Methodology for EV registrations by income

This is a quick documentation behind the graph in the blog post exercise, hosted via Github Pages!

The dataset used comes from https://theicct.org/publications/EV-equity-feb2021, which in a brief paragraph on page 3 used the Atlas EV Hub data to do a crude analysis of adoption for different models by ZIP code income level. Though the data is incomplete, and has inconsistent format and years, it is the most geographically granular dataset that I could find. Individual level data is even more hard to find. The dataset seems good enough for a well-caveated general estimation, much better than generalizing from a single state.

States such as California and Massachusetts offer data portals for their rebate programs, but these are uncomparable with more broadly available registrations data.

IHS Markit seems to provide a more comprehensive view of vehicle sales/registrations, but is not openly available. A more robust iteration of the graphic would use this data source.

#Libraries for use
library(tidyverse) #tidyverse for neat data processing
library(tidycensus)
#census_api_key("INSERT_CENSUS_API_KEY", overwrite = TRUE, install = TRUE)
#Sys.getenv("CENSUS_API_KEY") #check key
library(zipcodeR)
library(reshape2)

The first step would be to download all of the ZIP code level data files from the Atlas EV Hub website https://www.atlasevhub.com/materials/state-ev-registration-data/. I omitted states with only county level data, as that is too coarse to gauge equity impacts without much more comprehensive data.
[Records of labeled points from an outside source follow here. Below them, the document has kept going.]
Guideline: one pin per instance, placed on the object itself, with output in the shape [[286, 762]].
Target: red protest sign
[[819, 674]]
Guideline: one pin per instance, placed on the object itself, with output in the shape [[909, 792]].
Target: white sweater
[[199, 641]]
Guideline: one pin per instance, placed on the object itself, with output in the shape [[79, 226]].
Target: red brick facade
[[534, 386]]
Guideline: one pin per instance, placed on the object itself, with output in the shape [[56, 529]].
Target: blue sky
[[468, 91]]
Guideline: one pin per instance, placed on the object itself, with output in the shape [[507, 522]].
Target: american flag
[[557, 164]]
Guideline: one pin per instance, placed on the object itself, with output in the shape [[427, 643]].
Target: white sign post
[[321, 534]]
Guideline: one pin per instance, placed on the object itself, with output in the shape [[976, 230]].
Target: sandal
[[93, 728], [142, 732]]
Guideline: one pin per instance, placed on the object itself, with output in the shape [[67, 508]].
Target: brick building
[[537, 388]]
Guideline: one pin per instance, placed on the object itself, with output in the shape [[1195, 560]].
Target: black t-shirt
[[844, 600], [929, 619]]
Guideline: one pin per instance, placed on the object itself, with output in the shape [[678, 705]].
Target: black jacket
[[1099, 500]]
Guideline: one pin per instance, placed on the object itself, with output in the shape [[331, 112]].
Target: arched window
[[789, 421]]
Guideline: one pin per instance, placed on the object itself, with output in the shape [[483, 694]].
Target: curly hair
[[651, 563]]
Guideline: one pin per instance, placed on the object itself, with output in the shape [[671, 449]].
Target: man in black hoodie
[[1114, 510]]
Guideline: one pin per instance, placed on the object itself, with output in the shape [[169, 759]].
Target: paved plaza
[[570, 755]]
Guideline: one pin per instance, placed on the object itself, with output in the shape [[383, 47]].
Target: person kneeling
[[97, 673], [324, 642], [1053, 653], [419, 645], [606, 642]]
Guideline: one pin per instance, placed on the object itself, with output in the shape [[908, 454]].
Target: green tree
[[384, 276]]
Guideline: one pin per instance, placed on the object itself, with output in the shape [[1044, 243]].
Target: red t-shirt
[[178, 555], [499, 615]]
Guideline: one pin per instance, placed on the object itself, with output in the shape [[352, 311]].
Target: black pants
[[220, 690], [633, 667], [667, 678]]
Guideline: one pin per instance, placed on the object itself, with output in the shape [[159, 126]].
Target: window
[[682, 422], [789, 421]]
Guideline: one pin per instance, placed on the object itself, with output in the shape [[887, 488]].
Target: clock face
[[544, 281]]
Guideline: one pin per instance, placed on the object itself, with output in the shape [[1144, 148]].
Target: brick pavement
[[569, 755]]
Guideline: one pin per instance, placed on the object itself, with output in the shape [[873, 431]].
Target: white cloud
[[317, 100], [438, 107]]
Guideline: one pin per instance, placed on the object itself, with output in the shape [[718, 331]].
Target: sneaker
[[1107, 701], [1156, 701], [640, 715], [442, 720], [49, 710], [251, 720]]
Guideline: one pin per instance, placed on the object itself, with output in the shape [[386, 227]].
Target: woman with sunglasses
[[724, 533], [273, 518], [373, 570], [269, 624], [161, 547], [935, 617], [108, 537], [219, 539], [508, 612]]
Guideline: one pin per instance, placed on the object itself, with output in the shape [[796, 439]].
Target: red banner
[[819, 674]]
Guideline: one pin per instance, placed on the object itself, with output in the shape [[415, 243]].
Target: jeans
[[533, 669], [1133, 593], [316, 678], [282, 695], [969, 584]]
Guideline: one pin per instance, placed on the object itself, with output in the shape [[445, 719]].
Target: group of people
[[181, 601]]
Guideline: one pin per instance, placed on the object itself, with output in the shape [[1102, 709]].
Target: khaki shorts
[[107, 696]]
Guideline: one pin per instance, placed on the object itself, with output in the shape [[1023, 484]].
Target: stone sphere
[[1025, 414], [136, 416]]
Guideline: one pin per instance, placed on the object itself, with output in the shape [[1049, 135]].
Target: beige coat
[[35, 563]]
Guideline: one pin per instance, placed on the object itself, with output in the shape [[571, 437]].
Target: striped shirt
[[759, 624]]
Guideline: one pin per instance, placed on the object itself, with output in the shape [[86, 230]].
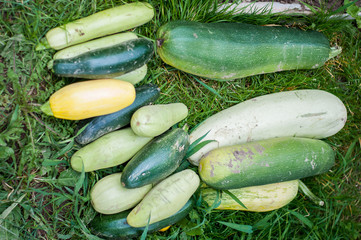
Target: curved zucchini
[[157, 160], [97, 25], [88, 99], [104, 124], [227, 51], [264, 162], [106, 62], [116, 226], [165, 199], [110, 150], [261, 198], [154, 120], [299, 113], [108, 196]]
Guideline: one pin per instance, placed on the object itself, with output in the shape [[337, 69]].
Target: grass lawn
[[43, 198]]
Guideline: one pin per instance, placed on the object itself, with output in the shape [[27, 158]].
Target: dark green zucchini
[[156, 160], [106, 62], [116, 226], [104, 124], [227, 51]]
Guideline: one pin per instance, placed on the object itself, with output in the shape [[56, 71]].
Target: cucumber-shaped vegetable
[[157, 160], [108, 196], [88, 99], [299, 113], [165, 199], [261, 198], [100, 24], [104, 124], [264, 162], [108, 151], [154, 120], [226, 51], [106, 62], [116, 226]]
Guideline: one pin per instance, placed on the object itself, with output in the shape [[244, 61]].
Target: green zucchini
[[264, 162], [116, 226], [261, 198], [110, 150], [110, 21], [227, 51], [153, 120], [104, 124], [108, 196], [157, 160], [165, 199], [106, 62]]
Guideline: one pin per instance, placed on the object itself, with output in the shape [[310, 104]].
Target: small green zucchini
[[261, 198], [157, 160], [110, 150], [107, 22], [108, 196], [104, 124], [115, 226], [154, 120], [107, 62], [264, 162], [164, 199], [227, 51]]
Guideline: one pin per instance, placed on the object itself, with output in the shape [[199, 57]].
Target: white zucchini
[[300, 113], [165, 199], [108, 196]]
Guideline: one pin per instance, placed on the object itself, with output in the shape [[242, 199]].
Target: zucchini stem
[[309, 194]]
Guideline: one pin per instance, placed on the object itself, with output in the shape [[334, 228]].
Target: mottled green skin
[[226, 51], [264, 162], [156, 160], [116, 226], [106, 62]]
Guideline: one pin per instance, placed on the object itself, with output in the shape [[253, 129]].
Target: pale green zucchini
[[108, 196]]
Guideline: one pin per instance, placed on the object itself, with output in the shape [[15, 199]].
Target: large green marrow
[[227, 51]]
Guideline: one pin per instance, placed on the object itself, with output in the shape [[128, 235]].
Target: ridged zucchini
[[88, 99], [157, 160], [116, 226], [300, 113], [108, 196], [165, 199], [264, 162], [97, 25], [110, 150], [106, 62], [227, 51], [154, 120], [104, 124], [261, 198]]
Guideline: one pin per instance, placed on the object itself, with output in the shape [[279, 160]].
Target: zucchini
[[300, 113], [264, 162], [157, 160], [108, 196], [256, 198], [227, 51], [116, 226], [97, 25], [107, 62], [104, 124], [164, 199], [154, 120], [110, 150], [88, 99]]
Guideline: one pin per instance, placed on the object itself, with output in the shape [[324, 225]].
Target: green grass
[[43, 198]]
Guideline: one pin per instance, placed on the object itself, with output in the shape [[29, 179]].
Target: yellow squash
[[88, 99]]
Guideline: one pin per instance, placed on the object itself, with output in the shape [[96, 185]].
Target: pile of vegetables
[[256, 150]]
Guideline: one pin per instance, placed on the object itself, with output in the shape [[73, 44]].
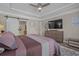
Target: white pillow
[[2, 50]]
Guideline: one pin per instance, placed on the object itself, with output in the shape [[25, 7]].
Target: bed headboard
[[55, 34]]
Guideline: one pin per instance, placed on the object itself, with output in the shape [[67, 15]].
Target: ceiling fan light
[[39, 8]]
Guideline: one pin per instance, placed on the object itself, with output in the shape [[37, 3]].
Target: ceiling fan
[[40, 6]]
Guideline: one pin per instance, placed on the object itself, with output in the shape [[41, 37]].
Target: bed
[[31, 45]]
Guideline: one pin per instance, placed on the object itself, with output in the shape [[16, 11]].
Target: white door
[[13, 25]]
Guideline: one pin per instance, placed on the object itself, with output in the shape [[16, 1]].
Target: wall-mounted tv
[[55, 24]]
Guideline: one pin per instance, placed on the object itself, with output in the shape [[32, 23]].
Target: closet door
[[13, 25]]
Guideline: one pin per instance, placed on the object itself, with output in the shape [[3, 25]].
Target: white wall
[[70, 31], [12, 25], [35, 27]]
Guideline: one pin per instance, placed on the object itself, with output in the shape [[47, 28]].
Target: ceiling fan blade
[[45, 4], [33, 5]]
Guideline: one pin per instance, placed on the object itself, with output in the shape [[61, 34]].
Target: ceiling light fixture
[[40, 6]]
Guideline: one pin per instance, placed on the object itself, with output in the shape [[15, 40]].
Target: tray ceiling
[[26, 10]]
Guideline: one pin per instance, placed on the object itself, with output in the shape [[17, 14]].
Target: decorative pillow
[[2, 50], [8, 41]]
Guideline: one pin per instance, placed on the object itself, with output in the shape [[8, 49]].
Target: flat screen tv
[[55, 24]]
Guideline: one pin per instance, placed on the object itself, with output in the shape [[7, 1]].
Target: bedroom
[[23, 19]]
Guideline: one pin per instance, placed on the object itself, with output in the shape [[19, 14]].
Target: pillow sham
[[2, 50], [8, 41]]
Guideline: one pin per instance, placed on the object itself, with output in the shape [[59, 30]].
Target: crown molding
[[51, 12], [3, 13], [25, 12], [68, 12]]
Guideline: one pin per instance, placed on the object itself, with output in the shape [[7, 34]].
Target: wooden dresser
[[55, 34]]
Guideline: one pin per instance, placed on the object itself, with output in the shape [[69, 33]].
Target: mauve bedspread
[[26, 47], [52, 47], [34, 45]]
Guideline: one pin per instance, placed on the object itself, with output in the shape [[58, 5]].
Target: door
[[22, 28]]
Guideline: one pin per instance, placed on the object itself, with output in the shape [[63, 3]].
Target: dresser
[[55, 34]]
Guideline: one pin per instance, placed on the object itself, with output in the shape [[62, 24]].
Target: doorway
[[22, 28]]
Time periods of each state's dataset can be found on the website too.

I also added in Maryland data from their Open Data Portal, since I happen to live there and found it during my search https://opendata.maryland.gov/Transportation/MD-MDOT-MVA-Electric-and-Plug-in-Hybrid-Vehicle-Re/tugr-unu9.
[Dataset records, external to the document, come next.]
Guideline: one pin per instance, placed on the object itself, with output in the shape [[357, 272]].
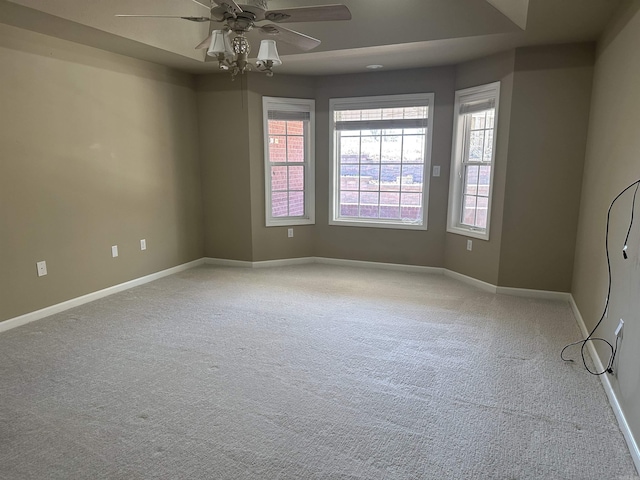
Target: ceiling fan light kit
[[232, 54]]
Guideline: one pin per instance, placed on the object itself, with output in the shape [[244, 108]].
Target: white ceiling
[[395, 33]]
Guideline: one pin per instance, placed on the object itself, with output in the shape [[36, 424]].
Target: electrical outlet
[[619, 330], [42, 268]]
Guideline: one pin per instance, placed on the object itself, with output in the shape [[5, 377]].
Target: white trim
[[224, 262], [529, 293], [487, 287], [90, 297], [281, 262], [483, 92], [382, 266], [381, 101], [291, 105], [606, 384]]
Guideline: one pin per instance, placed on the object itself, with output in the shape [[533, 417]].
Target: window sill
[[373, 224], [290, 222], [468, 232]]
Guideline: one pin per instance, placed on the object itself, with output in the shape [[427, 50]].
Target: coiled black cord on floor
[[590, 337]]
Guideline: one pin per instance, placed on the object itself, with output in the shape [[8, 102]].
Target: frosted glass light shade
[[220, 43], [268, 51]]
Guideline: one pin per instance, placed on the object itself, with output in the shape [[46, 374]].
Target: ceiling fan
[[238, 19]]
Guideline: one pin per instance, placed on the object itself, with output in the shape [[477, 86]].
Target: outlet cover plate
[[42, 268]]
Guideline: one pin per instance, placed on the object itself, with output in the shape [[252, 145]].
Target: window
[[381, 160], [289, 166], [472, 163]]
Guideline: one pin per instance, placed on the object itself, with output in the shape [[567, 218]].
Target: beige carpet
[[306, 372]]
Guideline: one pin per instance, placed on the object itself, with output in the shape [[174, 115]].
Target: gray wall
[[96, 150], [612, 163], [224, 152], [547, 141]]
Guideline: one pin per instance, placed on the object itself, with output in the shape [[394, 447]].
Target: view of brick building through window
[[479, 128], [286, 157], [382, 170]]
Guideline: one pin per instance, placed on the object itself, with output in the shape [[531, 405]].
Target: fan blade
[[205, 43], [191, 19], [230, 5], [202, 4], [320, 13], [300, 40]]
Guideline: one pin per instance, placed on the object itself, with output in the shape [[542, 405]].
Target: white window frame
[[291, 105], [488, 94], [382, 101]]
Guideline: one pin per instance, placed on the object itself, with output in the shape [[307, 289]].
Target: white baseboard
[[525, 292], [223, 262], [90, 297], [608, 388], [379, 265], [487, 287]]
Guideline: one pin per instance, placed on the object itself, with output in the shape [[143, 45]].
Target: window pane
[[370, 148], [369, 177], [278, 178], [369, 205], [413, 148], [296, 178], [390, 177], [349, 179], [476, 145], [295, 128], [277, 148], [279, 204], [350, 149], [469, 210], [381, 166], [491, 116], [412, 178], [389, 198], [349, 204], [295, 148], [482, 212], [296, 204], [488, 146], [289, 160], [484, 181], [471, 180], [391, 149], [390, 206], [477, 120], [371, 114], [277, 127]]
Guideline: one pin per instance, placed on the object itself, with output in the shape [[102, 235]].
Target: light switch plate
[[42, 268]]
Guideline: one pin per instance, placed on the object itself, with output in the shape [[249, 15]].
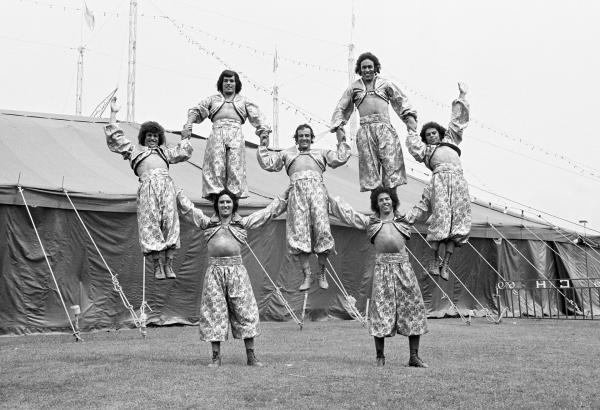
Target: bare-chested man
[[224, 159], [445, 202], [396, 301], [227, 296], [380, 157], [307, 227], [158, 222]]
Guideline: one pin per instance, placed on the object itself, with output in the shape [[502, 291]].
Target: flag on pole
[[90, 20], [275, 62]]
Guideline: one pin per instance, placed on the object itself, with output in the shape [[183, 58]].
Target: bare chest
[[372, 104], [152, 161], [304, 163], [227, 111]]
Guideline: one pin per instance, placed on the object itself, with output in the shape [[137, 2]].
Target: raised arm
[[271, 161], [272, 211], [344, 212], [422, 210], [343, 110], [339, 157], [258, 121], [401, 106], [460, 116], [190, 213], [416, 147], [115, 138], [180, 152], [196, 115]]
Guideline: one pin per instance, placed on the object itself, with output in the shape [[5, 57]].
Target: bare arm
[[196, 114], [460, 116], [344, 212], [342, 111], [269, 160], [189, 212], [115, 138]]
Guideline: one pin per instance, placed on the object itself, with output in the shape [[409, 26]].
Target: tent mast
[[351, 75], [275, 101], [79, 92], [131, 65]]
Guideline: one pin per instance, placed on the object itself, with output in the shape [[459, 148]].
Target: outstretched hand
[[340, 133], [462, 89], [114, 106], [186, 132], [264, 140]]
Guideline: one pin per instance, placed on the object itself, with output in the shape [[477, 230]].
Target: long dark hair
[[229, 73], [230, 195], [151, 126], [381, 190], [441, 130], [367, 56], [302, 126]]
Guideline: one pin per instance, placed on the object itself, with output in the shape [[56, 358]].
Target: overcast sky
[[532, 67]]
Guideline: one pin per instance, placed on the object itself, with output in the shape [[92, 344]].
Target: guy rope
[[277, 290], [114, 279], [75, 331]]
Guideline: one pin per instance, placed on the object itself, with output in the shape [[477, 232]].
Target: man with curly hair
[[224, 158], [396, 301], [307, 227], [227, 297], [445, 200], [380, 158], [158, 222]]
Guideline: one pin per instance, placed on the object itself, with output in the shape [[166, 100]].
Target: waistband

#First set working directory to folder with all registrations data
# setwd("~/.../.../.../...")
state_abbrevs = c("co", "ct", "mi", "mn", "nj", "ny", "or", "tx", "vt", "wa", "wi") 
filenames = paste0(state_abbrevs, "_ev_registrations_public.csv")
snapshots = c("CO DMV Direct (4/1/2021)", "DMV Direct (1/4/2018)", "DMV Direct (1/27/2020)", "DMV Direct (2/1/2020)", "MVC Direct (12/31/2020)", "NY DATA.NY.GOV (4/1/2021)", "DMV Direct (12/31/2020)", "Registration Data from DFW Clean Cities (4/6/2021)", "DMV Direct (6/26/2020)", "WA DMV Direct (3/15/2021)", "DMV Direct (12/31/2020)") #select snapshots manually to avoid double counting

#download VIN decoder from Atlas EV Hub to join models to classifications of BEV, PHEV, and FCEV. Convert to CSV in Excel to not download xlsx R package
VINdecoder = read_csv("VIN_decoder.csv")
VINdecoder = VINdecoder %>% select(`VIN Prefix`, `VIN Model Year`, Technology, `Vehicle Name`)
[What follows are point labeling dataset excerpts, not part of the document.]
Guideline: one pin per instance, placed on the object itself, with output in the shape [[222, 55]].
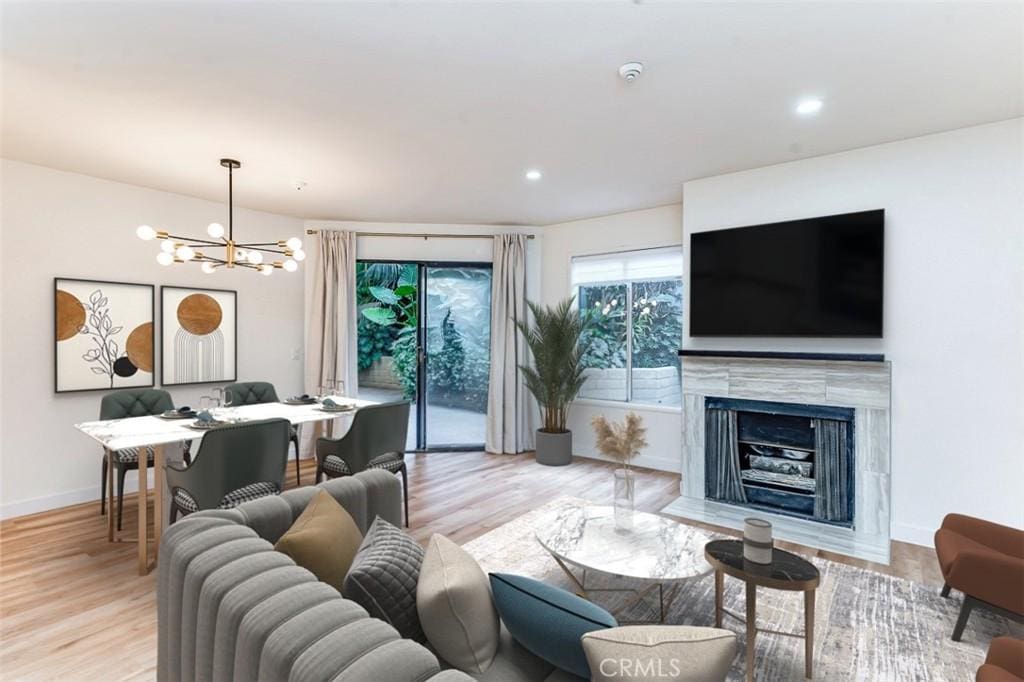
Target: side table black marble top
[[786, 571]]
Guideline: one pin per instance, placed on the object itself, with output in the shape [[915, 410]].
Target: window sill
[[639, 407]]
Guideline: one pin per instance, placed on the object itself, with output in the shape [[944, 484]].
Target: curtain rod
[[425, 236]]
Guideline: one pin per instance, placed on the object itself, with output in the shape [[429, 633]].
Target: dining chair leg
[[102, 488], [121, 492], [404, 491]]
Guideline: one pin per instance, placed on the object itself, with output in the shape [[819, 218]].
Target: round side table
[[786, 571]]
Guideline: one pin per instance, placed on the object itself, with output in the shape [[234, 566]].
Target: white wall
[[64, 224], [622, 231], [953, 303]]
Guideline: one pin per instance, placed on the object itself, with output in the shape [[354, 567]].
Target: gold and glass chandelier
[[178, 249]]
#create master dataframe for counts by technology for each ZIP code, using MD for formatting
EV_regs_zip = read_csv("md_ev_registrations_public.csv")
EV_regs_zip = EV_regs_zip %>% 
  filter(Year_Month == "2021/03") %>%
  rename(Technology = Fuel_Category) %>%
  select(-Year_Month)
EV_regs_zip$Technology[EV_regs_zip$Technology == "Electric"] = "BEV"
EV_regs_zip$Technology[EV_regs_zip$Technology == "Plug-In Hybrid"] = "PHEV"

for(file in filenames){
  df <- read_csv(file)
  
  #select one DMV snapshot
  if(any(names(df) == "DMV Snapshot (Date)")){
    df <- df %>% rename(`DMV Snapshot` = `DMV Snapshot (Date)`)
  }
  df <- df %>% filter(`DMV Snapshot` == snapshots[which(filenames == file)])
  
  if(file == "tx_ev_registrations_public.csv"){ #process TX and WA manually due to inconsistencies
    decoder = VINdecoder %>% select(-`VIN Model Year`, -`VIN Prefix`) %>% distinct(`Vehicle Name`, .keep_all = TRUE)
    df_zips <- df %>%
      left_join(decoder, b = c("Vehicle Name" = "Vehicle Name")) %>%
      group_by(`ZIP Code`, Technology) %>%
      summarize(Count = n(), .groups = "keep") %>%
      ungroup() %>%
      rename(Zip_Code = `ZIP Code`)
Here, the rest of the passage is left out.